Neuralink's electrode thread implanted in first patient's brain is only functioning 15% of the time, but FDA approves second-person clinical trial
Exclusive | Elon Musk's Neuralink Gets FDA Green Light for Second Patient, as First Describes His Emotional Journey - WSJ
https://www.wsj.com/tech/neuralink-gets-fda-green-light-for-second-patient-as-first-describes-his-emotional-journey-a2707584
Neuralink to implant 2nd human with brain chip as 85% of threads retract in 1st | Ars Technica
https://arstechnica.com/science/2024/05/neuralink-to-implant-2nd-human-with-brain-chip-as-75-of-threads-retract-in-1st/
Neuralink is developing a brain-computer interface (BCI) that connects the brain to a computer, aiming to improve the quality of life of paralyzed patients by implanting it in their brains. Neuralink's BCI is made up of a total of 1,024 electrodes attached to a total of 64 ultra-fine threads. These electrodes record the neural activity of nearby neurons and wirelessly transmit signals to operate a computer.
The first clinical trial to actually embed a Neuralink implant in a human brain was conducted in January 2024. You can watch the following article to see 29-year-old Noland Arbour, who underwent brain implant surgery, play chess on a PC just by thinking with his brain.

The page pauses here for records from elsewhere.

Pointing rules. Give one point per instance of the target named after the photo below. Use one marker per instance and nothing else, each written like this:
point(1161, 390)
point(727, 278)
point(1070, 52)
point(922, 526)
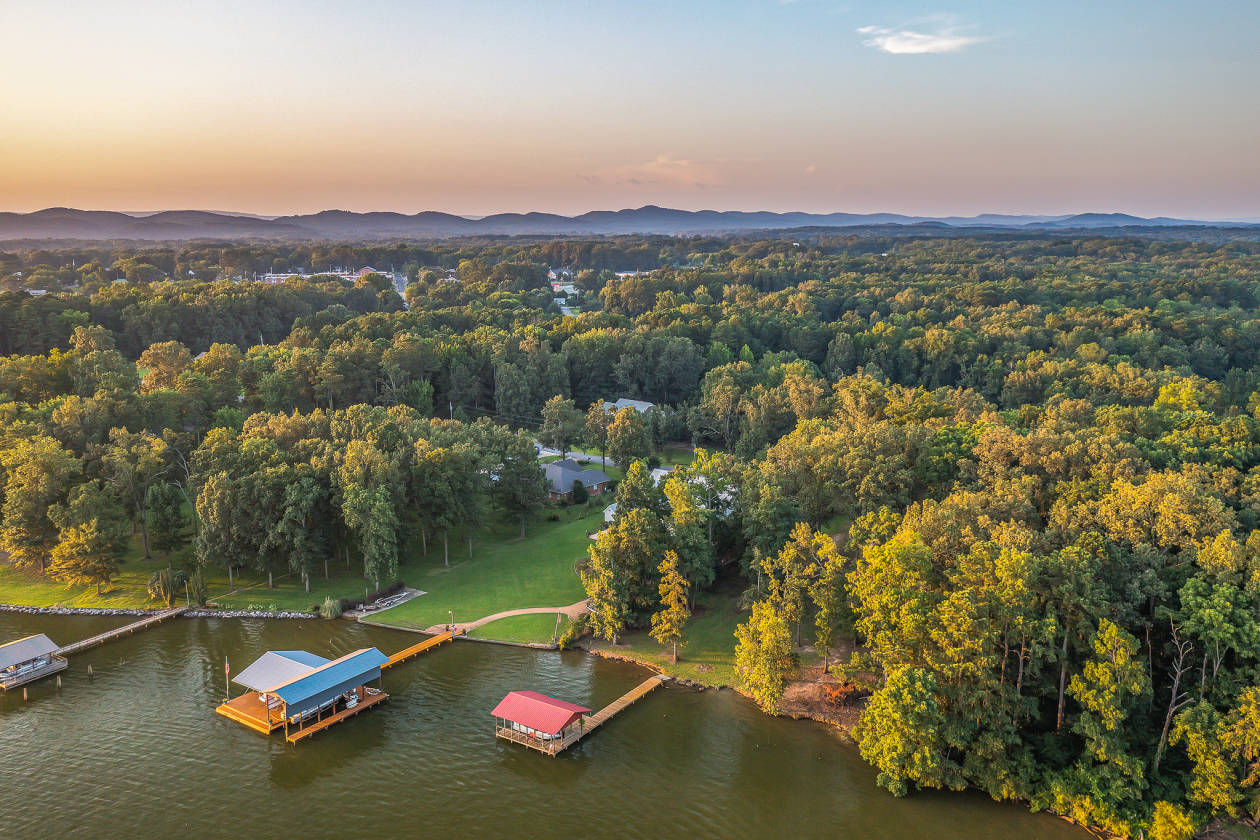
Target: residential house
point(562, 474)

A movie of a paralyzed man who underwent Neuralink's human clinical trial 'operating a PC and playing chess just by thinking' is released - GIGAZINE
However, according to the Wall Street Journal, Arbour noticed that the device was no longer working properly a month after the surgery. This was because the electrode threads implanted in his brain had loosened and could no longer read the electrical signals that convert thoughts into cursor movements. In an interview with the Wall Street Journal, Arbour commented, 'It felt like I had fallen from a very high place to rock bottom. It was so hard, so hard, I cried.'
It has been reported that only 15% of the threads implanted in Arbour's brain are functioning properly, while the remaining 85% have shifted position and are no longer functioning properly. Because this was the first time such an implant had been implanted in a human brain, Neuralink was unable to accurately predict how much the implant would move inside the skull, and in fact it moved up to three times more than expected.
Arbour asked Neuralink if the implant could be removed or repaired, but the medical team refused to perform any further surgery and wanted to gather more information. 'I thought I had only scratched the surface of this amazing technology, and everything else was going to be taken away from me,' Arbour told The Wall Street Journal. 'But it only took me a few days to recover, and I realized that everything I'd done was for the benefit of those who came after me.'
In the end, the Neuralink team was able to improve the performance of Arber's brain implant by strengthening the algorithms and user interface. This gave Arber more capabilities than before the electrode threads came loose. 'I'm very hopeful about the future. We're learning a lot and things seem to be moving in the right direction,' Arber said.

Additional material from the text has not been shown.